The playground code is below, appreciate any help on where I am going wrong (look for ***)
//: Playground - noun: a place where people can play
import UIKit
var str = "Hello, playground"
// create array for Forecast Period
let forecastPeriodArray = ["Existing conditions at beginning","3 hours","6 hours","9 hours","12 hours","18 hours","24 hours","48 hours","72 hours","Occasionally"]
// create array for Wind Direction
let windDirectionArray = ["Calm","Northeast","East","Southeast","South","Southwest","West","Northwest","North","Variable"]
// create array for Wind Velocity
let windVelocityArray = ["0-10 knots","11-16 knots","17-21 knots","22-27 knots","28-33 knots","34-40 knots","41-47 knots","48-55 knots","56-63 knots","64-71 knots"]
// create array for Forecast Weather
let forecastWeatherArray = ["Moderate or good visibility (> 3 nm.","Risk of ice accumulation (temp 0C to -5C","Strong risk of ice accumulkation (air temp < -5C)","Mist (visibility 1/2 to 3 nm.)","Fog (visibility less than 1/2 nm.)","Drizzle","Rain","Snow, or rain and snow","Squally weather with or without showers","Thunderstorms"]
// retrieve full MAFOR line of several information groups (this will be pulled from a web site)
var myMaforLineString = "11747 19741 13757 19751 11730 19731 11730 13900 11630 13637"
// split into array components wherever " " is encountered
var myMaforArray = myMaforLineString.components(separatedBy: " ")
let count = myMaforArray.count
print("There are \(count) items in the array")

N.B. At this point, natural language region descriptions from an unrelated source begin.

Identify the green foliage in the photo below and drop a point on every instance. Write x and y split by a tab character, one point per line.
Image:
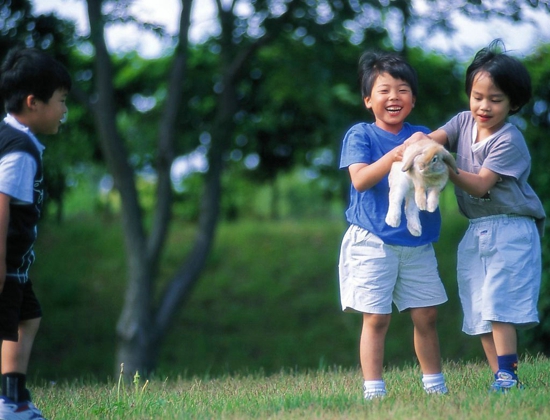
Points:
325	393
535	119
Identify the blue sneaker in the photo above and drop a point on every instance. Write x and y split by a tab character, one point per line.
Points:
440	389
26	410
374	394
505	382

// Go through each group and parse out the needed digits
for maforGroup in myMaforArray {
print("MAFOR group \(maforGroup)")
// get Forecast Period
var idx = maforGroup.index(maforGroup.startIndex, offsetBy: 1)
var periodInt = maforGroup[idx]
print("periodInt is \(periodInt)")
// *** here is where I am stuck... trying to use the periodInt index value to retrieve the description from the ForecastPeriodArray
var periodDescription = forecastPeriodArray(periodInt)
print("Forecast period = (forecastPeriodArray(periodInt)")
// get Wind Direction
idx = maforGroup.index(maforGroup.startIndex, offsetBy: 2)
var directionInt = maforGroup[idx]
print("directionInt is \(directionInt)")
// get Wind Velocity
idx = maforGroup.index(maforGroup.startIndex, offsetBy: 3)
var velocityInt = maforGroup[idx]
print("velocityInt is \(velocityInt)")
// get Weather Forecast
idx = maforGroup.index(maforGroup.startIndex, offsetBy: 4)
var weatherInt = maforGroup[idx]
print("weatherInt is \(weatherInt)")
}
#shallowThought was close.
You are trying to access an array by its index, therefore use the array[index] notation. But your index has to be of the correct type. forecastPeriodArray[periodInt] therefore does not work since periodInt is not an Int as the name would suggest. Currently it is of type Character which does not make much sense.
What you are probably trying to achieve is convert the character to an integer and use that to access the array:
var periodInt = Int(String(maforGroup[idx]))!
You might want to add error handling for the case when the character does not actually represent an integer.